Le paquet de cigarettes à 10 €, symbole de l’échec d’une politique française
Le paquet neutre à 10 euros, soit l’efficacité supposée du prix venant masquer celle d’une mesure symbolique, c’est l’échec annoncé du Programme National de Réduction du Tabagisme de Marisol Touraine. C’est le triste bilan, de résultats qui s’annoncent médiocres en termes de réduction du nombre de fumeurs, de la multiplication des achats de tabac aux frontières, sur Internet ou dans la rue.
Cet échec, c’est celui de la politique française de lutte contre le tabagisme. Malgré les accumulations de mesures, notre pays reste l’un de ceux où l’on fume le plus en Europe.
Les mesures se sont accumulées oui. Elles n’ont cependant pas constitué une vraie politique inscrite dans le réel et le temps, guidée par une vision et un objectif clair. A la place, des mesures « bling-bling » spectaculaires mais inutiles. Où une fois les projecteurs des médias éloignés, il ne reste qu’une coquille vide et toujours autant de fumeurs.
Notre expérience de buralistes, comme notre responsabilité de citoyens, nous poussent à la dénoncer, cette politique qui nous mène droit dans le mur :
Les augmentations de prix ne font que faire progresser un marché parallèle de plus en florissant. De 3 % en 2003, il atteint les 26,3 % de la consommation nationale de tabac en France aujourd’hui.
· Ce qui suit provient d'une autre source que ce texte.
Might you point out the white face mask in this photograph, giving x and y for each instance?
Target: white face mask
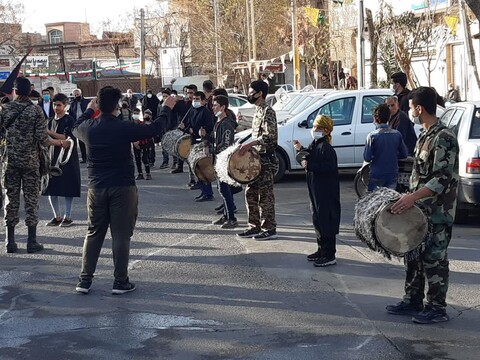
(414, 119)
(316, 134)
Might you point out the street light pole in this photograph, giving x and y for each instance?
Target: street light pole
(143, 79)
(217, 45)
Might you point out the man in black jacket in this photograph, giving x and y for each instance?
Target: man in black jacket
(77, 108)
(112, 194)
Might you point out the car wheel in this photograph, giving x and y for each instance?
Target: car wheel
(281, 168)
(461, 216)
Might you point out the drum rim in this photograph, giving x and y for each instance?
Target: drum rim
(424, 235)
(245, 182)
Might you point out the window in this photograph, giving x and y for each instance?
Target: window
(475, 128)
(369, 103)
(454, 123)
(340, 110)
(55, 37)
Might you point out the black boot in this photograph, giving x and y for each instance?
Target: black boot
(10, 244)
(32, 244)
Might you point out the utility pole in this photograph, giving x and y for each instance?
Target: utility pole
(296, 54)
(218, 56)
(143, 79)
(360, 47)
(254, 40)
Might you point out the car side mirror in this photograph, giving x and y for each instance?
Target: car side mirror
(303, 124)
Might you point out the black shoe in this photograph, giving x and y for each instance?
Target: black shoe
(430, 315)
(196, 186)
(83, 286)
(122, 288)
(230, 224)
(220, 221)
(403, 308)
(54, 222)
(324, 261)
(11, 248)
(66, 222)
(266, 235)
(34, 247)
(204, 198)
(249, 233)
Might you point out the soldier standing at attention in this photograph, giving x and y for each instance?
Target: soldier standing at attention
(25, 127)
(433, 184)
(259, 194)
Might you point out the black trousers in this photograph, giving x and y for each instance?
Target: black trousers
(116, 207)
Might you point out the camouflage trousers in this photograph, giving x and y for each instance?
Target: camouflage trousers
(15, 180)
(432, 264)
(260, 200)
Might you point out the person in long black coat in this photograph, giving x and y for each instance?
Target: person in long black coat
(320, 162)
(66, 185)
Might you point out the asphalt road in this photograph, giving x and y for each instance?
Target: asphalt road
(205, 294)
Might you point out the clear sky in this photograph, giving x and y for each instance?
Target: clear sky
(38, 13)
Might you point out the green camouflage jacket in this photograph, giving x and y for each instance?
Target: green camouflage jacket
(436, 167)
(264, 128)
(22, 135)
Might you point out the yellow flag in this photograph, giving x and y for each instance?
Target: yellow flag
(452, 22)
(312, 14)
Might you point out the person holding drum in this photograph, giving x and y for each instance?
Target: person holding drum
(383, 147)
(224, 136)
(259, 194)
(320, 162)
(433, 184)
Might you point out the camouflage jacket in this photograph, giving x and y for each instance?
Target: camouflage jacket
(264, 129)
(436, 167)
(22, 133)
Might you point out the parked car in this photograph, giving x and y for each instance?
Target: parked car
(464, 120)
(351, 111)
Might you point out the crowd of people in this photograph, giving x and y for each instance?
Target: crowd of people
(112, 128)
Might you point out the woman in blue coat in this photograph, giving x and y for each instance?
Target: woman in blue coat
(320, 162)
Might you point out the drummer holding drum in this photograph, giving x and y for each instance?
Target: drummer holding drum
(433, 184)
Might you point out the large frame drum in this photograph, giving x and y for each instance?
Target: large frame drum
(177, 143)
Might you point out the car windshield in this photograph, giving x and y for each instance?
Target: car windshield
(475, 128)
(302, 105)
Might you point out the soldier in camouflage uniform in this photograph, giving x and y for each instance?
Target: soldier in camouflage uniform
(434, 186)
(259, 194)
(25, 126)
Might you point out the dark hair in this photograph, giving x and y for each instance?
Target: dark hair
(221, 100)
(22, 86)
(260, 85)
(208, 85)
(426, 97)
(381, 113)
(400, 78)
(200, 94)
(220, 91)
(61, 97)
(108, 98)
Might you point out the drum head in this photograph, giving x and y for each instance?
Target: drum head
(244, 169)
(183, 146)
(399, 234)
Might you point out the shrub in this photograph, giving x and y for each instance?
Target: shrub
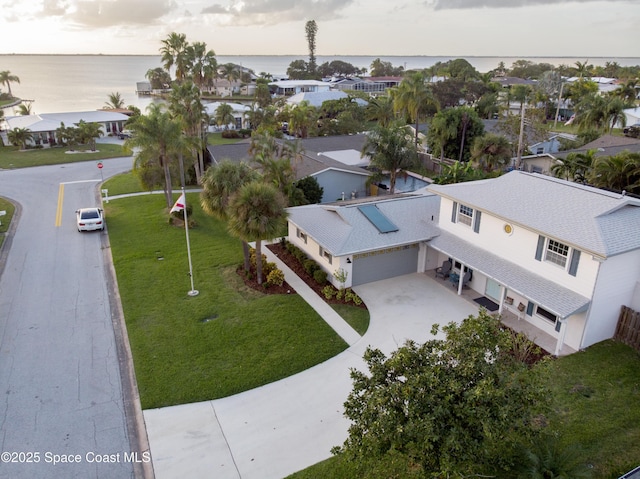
(320, 276)
(275, 277)
(329, 291)
(310, 266)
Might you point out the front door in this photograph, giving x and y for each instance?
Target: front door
(492, 290)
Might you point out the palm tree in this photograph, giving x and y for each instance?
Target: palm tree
(185, 103)
(390, 149)
(88, 132)
(219, 184)
(7, 78)
(490, 152)
(159, 137)
(414, 99)
(115, 102)
(257, 212)
(159, 78)
(224, 115)
(202, 63)
(619, 172)
(19, 137)
(174, 54)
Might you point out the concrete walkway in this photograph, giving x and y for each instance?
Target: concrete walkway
(283, 427)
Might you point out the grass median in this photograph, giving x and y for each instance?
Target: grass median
(229, 338)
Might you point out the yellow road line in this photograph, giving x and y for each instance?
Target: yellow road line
(60, 200)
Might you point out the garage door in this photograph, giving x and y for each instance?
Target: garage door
(384, 264)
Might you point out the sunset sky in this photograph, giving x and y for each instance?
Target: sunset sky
(589, 28)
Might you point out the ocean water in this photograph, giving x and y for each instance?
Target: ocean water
(61, 83)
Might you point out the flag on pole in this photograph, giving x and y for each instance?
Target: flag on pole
(179, 206)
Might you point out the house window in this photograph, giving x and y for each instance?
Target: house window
(546, 314)
(465, 215)
(326, 255)
(557, 253)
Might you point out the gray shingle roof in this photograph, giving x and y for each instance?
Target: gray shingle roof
(343, 229)
(594, 220)
(557, 299)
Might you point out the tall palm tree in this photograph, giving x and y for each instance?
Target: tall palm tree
(19, 137)
(6, 78)
(219, 185)
(414, 99)
(390, 149)
(185, 103)
(257, 213)
(203, 65)
(490, 152)
(174, 54)
(159, 137)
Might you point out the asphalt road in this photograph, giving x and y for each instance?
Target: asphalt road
(62, 396)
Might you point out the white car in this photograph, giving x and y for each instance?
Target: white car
(90, 219)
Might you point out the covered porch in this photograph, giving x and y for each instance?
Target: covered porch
(526, 302)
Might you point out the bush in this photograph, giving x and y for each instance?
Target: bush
(320, 276)
(329, 291)
(275, 277)
(310, 266)
(232, 134)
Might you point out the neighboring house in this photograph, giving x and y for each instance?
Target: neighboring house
(316, 99)
(240, 119)
(551, 144)
(567, 254)
(334, 161)
(561, 256)
(291, 87)
(370, 239)
(43, 126)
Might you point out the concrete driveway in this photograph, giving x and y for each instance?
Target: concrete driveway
(283, 427)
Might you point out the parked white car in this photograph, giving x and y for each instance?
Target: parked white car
(90, 219)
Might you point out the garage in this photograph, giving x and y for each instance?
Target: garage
(385, 263)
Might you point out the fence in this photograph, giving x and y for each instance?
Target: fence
(628, 329)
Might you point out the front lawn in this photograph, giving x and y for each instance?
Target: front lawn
(13, 157)
(227, 339)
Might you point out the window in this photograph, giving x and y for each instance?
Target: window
(557, 253)
(546, 314)
(465, 215)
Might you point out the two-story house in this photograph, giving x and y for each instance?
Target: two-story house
(561, 256)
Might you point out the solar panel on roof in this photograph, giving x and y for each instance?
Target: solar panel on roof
(377, 218)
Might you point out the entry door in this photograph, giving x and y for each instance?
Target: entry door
(492, 290)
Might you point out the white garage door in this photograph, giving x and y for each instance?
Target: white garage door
(384, 264)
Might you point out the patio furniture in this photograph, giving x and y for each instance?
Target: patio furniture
(444, 270)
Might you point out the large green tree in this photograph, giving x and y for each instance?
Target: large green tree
(160, 141)
(257, 213)
(391, 150)
(449, 407)
(220, 184)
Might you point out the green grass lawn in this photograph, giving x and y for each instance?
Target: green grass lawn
(596, 395)
(227, 339)
(12, 157)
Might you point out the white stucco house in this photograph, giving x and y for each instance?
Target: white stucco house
(43, 126)
(561, 256)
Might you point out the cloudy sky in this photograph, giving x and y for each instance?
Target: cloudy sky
(574, 28)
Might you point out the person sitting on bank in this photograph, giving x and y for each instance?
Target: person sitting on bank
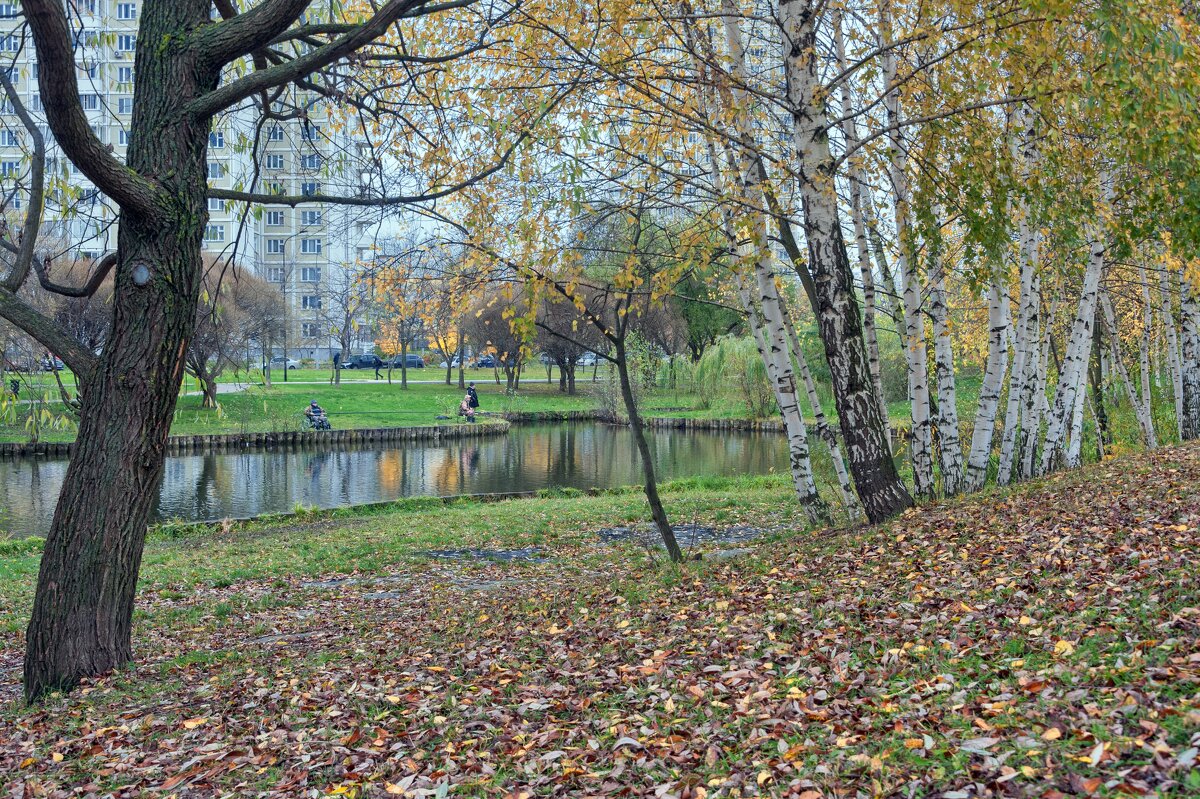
(316, 416)
(465, 408)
Pendant ce temps-là, aucun programme ambitieux de prévention n’a été développé là où le jeune commence à connaître les premières tentations, dans les écoles, contrairement en Allemagne. Là-bas, ils ont mis en place des groupes de soutien auprès des adolescents pour les accompagner et les aider à refuser leur première cigarette. Ici, rien n’a été fait.
Pendant ce temps-là, où sont les plans d’accompagnement individuel des fumeurs adultes qui veulent arrêter ?
Ces constats amènent plusieurs demandes de la part des buralistes. Qu’on arrête cette surenchère, cette accumulation de mesures de Santé spectacle, en mettant en place un moratoire sur les prix, tant que des progrès sérieux n’ont pas été réalisés, vers une harmonisation européenne des prix. Qu’on mette le holà sur le développement du marché parallèle, par un plan national ambitieux et chiffré. Notamment avec une mesure simple : si le tabac est dangereux, que la France refuse son importation massive sur notre territoire. Qu’on s’appuie d’avantage sur les buralistes, au contact quotidien avec les fumeurs, en les plaçant comme des relais des politiques de Santé publique.
Surtout enfin, qu’on n’oublie pas de s’attaquer aux maux qui traversent notre société et favorisent les addictions. En premier lieu : le chômage. Ils sont 49 % à fumer parmi ceux qui cherchent un emploi. Les chiffres parlent d’eux-mêmes.